OBJECTIVE: : Historically, success of surgical treatment of atrial fibrillation (AF) has been measured by electrocardiograms (ECGs) at various intervals. However, continuous monitoring of cardiac rhythms by "autocapture" devices has recently become more available and convenient. The concordance of measurements of freedom from AF by these two techniques has not been reported after surgical ablation. METHODS: : Between August 2005 and May 2006, 47 patients at a single academic center underwent surgical ablation procedures for AF and had recurrence of AF assessed by both "spot" 12-lead ECG and autocapture event monitoring. Forty-one ablation procedures were concomitant with other cardiac surgery and six were stand alone, nonsternotomy procedures. Agreement between these diagnostic modes was measured using the κ statistic at 3, 6, and 12 months (κ of 1 is perfect agreement, 0 is no agreement). McNemar test was employed to determine whether agreement significantly changed from 3 to 12 months. RESULTS: : At 3 months follow-up, spot ECGs suggested that 81% (38 of 47) of surgical patients were free of any AF, whereas 1-week event recordings found only 70% (31 of 44) of patients were free of any AF. At 6 months, spot ECGs estimated that 87% (40 of 46) of surgical patients were free of AF; 1-week event recordings found only 74% (34 of 46) of patients were free of AF. At 12 months, spot ECGs estimated that 84% (26 of 31) of surgical patients were free of AF compared with only 68% (19 of 28) as measured by the 1-week event recorder. The κ measures (with 95% confidence interval) at 3, 6, and 12 months were 0.52 (0.24-0.80), 0.60 (0.32-0.87), and 0.63 (0.32-0.94) respectively, showing only moderate agreement.
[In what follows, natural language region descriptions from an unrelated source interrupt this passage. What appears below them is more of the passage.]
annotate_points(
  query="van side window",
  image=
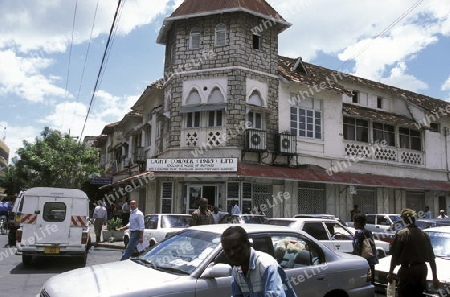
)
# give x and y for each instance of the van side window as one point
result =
(54, 211)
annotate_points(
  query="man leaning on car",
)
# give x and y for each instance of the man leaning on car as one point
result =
(411, 249)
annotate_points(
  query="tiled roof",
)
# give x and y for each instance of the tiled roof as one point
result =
(190, 7)
(377, 115)
(315, 76)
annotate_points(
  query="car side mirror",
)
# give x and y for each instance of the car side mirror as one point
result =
(217, 270)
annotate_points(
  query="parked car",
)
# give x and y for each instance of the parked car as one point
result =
(159, 226)
(421, 223)
(243, 219)
(320, 215)
(192, 263)
(440, 240)
(328, 231)
(380, 225)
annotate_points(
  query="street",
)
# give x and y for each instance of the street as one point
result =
(18, 281)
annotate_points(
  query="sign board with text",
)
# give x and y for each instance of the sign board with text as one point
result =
(193, 165)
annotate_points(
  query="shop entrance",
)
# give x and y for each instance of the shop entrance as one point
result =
(195, 192)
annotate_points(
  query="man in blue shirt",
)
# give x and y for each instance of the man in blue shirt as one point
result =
(136, 226)
(255, 273)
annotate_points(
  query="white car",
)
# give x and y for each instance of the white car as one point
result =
(192, 264)
(159, 226)
(329, 231)
(440, 240)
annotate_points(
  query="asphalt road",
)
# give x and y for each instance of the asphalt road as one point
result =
(19, 281)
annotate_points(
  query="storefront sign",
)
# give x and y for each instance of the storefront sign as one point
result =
(101, 180)
(197, 165)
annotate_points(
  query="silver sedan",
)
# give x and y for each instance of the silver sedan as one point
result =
(192, 264)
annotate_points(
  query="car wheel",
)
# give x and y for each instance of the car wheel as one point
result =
(83, 260)
(27, 259)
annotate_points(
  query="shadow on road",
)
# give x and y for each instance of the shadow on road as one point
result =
(48, 265)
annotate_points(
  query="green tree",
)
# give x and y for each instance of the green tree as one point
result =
(55, 160)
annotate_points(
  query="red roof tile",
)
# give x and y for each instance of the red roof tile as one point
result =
(190, 7)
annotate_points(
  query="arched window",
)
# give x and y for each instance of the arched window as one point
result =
(255, 99)
(216, 96)
(221, 35)
(193, 97)
(194, 38)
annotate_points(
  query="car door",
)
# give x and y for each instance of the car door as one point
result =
(307, 274)
(151, 224)
(341, 238)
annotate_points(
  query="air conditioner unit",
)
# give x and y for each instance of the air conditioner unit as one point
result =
(286, 144)
(255, 140)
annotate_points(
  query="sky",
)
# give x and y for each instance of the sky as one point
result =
(51, 54)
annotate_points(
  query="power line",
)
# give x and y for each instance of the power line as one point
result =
(386, 30)
(87, 53)
(104, 59)
(70, 55)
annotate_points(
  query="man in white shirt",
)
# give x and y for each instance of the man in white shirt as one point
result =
(136, 226)
(100, 218)
(235, 209)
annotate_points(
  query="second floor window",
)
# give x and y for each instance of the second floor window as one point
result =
(215, 118)
(194, 38)
(410, 139)
(384, 132)
(356, 129)
(256, 119)
(221, 35)
(193, 119)
(306, 122)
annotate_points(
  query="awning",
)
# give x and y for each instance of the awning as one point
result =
(202, 107)
(136, 180)
(317, 174)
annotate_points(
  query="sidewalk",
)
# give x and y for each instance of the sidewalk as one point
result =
(112, 245)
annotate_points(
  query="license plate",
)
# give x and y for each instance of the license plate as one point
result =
(51, 250)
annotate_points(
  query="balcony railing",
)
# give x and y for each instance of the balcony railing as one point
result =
(384, 153)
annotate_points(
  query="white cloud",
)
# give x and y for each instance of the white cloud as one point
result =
(446, 85)
(21, 76)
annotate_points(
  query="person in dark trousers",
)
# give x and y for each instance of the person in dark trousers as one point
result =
(202, 216)
(136, 226)
(361, 234)
(354, 211)
(100, 218)
(411, 249)
(254, 273)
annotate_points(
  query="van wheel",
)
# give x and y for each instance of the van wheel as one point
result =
(26, 260)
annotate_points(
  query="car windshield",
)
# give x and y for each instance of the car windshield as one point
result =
(441, 243)
(174, 221)
(395, 218)
(254, 219)
(182, 253)
(280, 222)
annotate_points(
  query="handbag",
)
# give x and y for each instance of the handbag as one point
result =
(390, 289)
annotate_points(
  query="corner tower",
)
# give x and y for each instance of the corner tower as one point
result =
(220, 69)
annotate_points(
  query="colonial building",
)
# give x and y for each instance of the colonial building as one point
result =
(231, 120)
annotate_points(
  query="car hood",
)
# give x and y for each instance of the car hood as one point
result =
(441, 264)
(124, 278)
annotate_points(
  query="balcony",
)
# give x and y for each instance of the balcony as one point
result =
(207, 137)
(387, 153)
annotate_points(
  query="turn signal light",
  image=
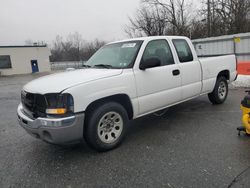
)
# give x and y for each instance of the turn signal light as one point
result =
(56, 111)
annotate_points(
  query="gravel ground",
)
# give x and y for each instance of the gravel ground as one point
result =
(195, 144)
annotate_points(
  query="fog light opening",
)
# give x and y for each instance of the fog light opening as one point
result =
(47, 136)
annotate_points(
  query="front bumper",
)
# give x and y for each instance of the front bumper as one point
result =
(53, 130)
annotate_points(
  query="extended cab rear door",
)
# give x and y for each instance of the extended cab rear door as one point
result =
(190, 68)
(160, 86)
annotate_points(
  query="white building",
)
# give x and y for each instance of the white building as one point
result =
(24, 59)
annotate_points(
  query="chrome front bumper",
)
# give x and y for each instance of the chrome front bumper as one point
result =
(53, 130)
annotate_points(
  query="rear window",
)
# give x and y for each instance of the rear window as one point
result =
(5, 62)
(183, 50)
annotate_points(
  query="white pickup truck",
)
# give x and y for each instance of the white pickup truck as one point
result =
(122, 81)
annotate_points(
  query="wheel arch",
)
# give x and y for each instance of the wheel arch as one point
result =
(122, 99)
(224, 73)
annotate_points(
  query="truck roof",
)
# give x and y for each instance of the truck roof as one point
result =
(150, 38)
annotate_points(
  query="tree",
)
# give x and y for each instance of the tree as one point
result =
(159, 17)
(73, 48)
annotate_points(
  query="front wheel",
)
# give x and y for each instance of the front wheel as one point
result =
(220, 92)
(106, 126)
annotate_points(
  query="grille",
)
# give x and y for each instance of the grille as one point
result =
(34, 104)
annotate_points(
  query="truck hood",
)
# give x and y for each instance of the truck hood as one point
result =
(56, 83)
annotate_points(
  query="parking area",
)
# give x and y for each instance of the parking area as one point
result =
(194, 144)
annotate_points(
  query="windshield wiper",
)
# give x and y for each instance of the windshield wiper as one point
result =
(104, 66)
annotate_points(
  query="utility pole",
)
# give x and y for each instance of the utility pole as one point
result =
(208, 18)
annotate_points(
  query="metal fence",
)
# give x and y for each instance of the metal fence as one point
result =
(238, 44)
(66, 64)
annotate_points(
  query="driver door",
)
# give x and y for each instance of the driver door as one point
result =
(160, 86)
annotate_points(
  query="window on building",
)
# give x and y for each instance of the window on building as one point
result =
(183, 50)
(5, 62)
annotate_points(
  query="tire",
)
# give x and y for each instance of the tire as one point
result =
(106, 126)
(220, 92)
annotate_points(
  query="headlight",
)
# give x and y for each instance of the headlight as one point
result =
(59, 104)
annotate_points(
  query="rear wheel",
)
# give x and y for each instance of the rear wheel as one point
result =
(220, 92)
(106, 126)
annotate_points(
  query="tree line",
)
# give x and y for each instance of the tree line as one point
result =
(166, 17)
(182, 17)
(73, 48)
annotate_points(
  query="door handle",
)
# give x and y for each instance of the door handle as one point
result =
(176, 72)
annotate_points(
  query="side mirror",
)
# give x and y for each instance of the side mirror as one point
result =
(150, 63)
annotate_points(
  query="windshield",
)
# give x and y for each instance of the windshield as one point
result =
(117, 55)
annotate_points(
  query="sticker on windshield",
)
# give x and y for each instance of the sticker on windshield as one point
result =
(129, 45)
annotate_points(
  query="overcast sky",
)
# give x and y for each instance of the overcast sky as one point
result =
(42, 20)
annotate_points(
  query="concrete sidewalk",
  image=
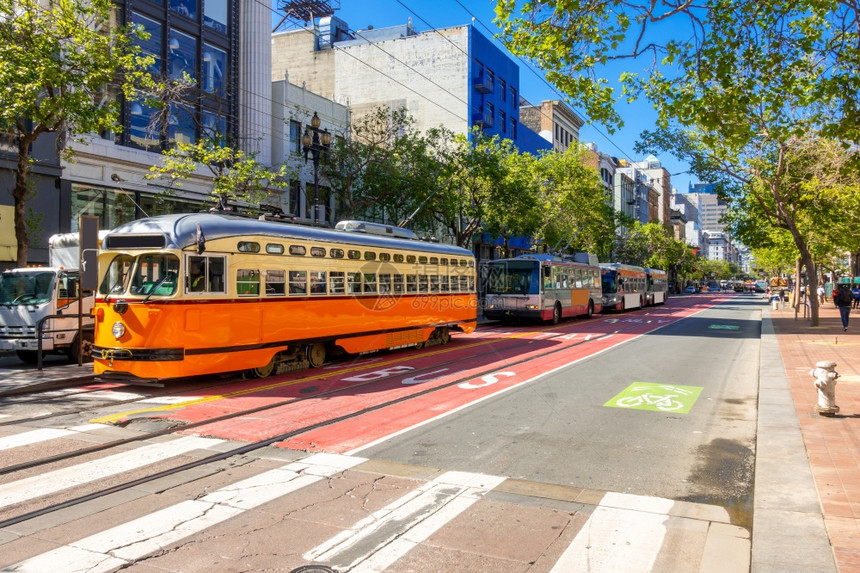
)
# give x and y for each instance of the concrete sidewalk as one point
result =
(807, 484)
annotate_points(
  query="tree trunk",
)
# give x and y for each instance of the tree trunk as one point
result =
(19, 196)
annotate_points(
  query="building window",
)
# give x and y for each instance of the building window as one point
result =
(182, 56)
(215, 15)
(214, 66)
(295, 137)
(187, 8)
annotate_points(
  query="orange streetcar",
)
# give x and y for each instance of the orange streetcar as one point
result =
(185, 295)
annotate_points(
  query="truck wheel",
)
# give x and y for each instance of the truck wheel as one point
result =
(28, 356)
(86, 353)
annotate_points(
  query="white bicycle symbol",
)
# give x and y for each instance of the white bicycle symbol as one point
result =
(664, 403)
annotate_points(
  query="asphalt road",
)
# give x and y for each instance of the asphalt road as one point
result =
(558, 430)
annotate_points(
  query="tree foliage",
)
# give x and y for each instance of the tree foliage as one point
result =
(57, 60)
(385, 169)
(236, 176)
(746, 83)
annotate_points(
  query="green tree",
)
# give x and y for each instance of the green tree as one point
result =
(473, 184)
(574, 208)
(57, 61)
(236, 176)
(746, 84)
(386, 169)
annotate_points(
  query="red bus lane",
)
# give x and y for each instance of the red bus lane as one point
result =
(402, 390)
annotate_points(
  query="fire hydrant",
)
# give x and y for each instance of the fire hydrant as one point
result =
(825, 380)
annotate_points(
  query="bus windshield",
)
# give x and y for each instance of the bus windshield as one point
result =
(24, 288)
(513, 277)
(608, 283)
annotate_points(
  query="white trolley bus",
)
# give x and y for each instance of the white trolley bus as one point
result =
(543, 287)
(624, 286)
(657, 286)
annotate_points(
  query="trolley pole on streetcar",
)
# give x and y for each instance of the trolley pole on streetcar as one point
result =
(316, 142)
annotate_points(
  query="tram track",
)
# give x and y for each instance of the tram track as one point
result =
(252, 446)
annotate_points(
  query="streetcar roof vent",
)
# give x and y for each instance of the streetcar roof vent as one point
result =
(376, 229)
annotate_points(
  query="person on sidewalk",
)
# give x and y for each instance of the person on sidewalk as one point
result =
(843, 299)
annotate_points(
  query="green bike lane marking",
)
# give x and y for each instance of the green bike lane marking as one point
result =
(656, 397)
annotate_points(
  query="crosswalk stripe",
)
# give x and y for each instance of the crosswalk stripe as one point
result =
(379, 540)
(65, 478)
(121, 545)
(44, 434)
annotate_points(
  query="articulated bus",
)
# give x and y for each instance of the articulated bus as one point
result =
(192, 294)
(656, 287)
(624, 286)
(541, 287)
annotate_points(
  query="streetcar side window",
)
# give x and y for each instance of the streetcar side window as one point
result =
(353, 283)
(248, 282)
(318, 282)
(275, 283)
(385, 283)
(298, 282)
(336, 279)
(369, 282)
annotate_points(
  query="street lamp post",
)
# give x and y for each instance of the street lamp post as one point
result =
(316, 142)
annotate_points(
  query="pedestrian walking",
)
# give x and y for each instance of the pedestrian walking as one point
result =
(843, 299)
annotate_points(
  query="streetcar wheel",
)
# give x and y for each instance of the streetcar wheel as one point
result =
(84, 351)
(28, 356)
(556, 313)
(264, 371)
(316, 354)
(444, 335)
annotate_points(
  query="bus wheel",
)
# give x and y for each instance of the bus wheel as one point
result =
(556, 313)
(264, 371)
(316, 354)
(84, 352)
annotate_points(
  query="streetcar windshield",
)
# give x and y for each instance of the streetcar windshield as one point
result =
(512, 277)
(152, 274)
(26, 288)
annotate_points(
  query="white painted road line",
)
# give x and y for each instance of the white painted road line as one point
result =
(121, 545)
(377, 541)
(44, 434)
(58, 480)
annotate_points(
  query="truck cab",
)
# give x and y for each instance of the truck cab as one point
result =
(28, 296)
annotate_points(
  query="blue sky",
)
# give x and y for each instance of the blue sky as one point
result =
(429, 14)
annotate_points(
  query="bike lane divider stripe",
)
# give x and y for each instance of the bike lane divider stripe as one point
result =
(377, 541)
(88, 472)
(122, 545)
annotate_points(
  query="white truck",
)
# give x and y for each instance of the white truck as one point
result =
(29, 295)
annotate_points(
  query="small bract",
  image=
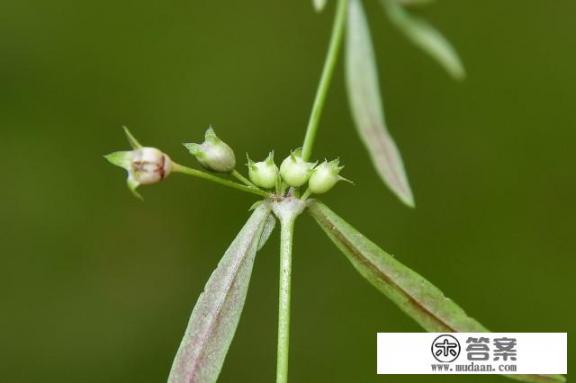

McNemar test showed no significant shift in agreement from 3 to 6 months (P = 0.7055), 3 to 12 months (P = 1.000), or 6 to 12 months (P = 1.000). There were no deaths or strokes, but one myocardial infarction among these 47 patients during 12 months follow-up. CONCLUSIONS: : "Spot" ECGs underestimate the incidence of recurrent AF after surgical ablation for AF and show poor agreement with the more reliable 1-week autocapture event recordings.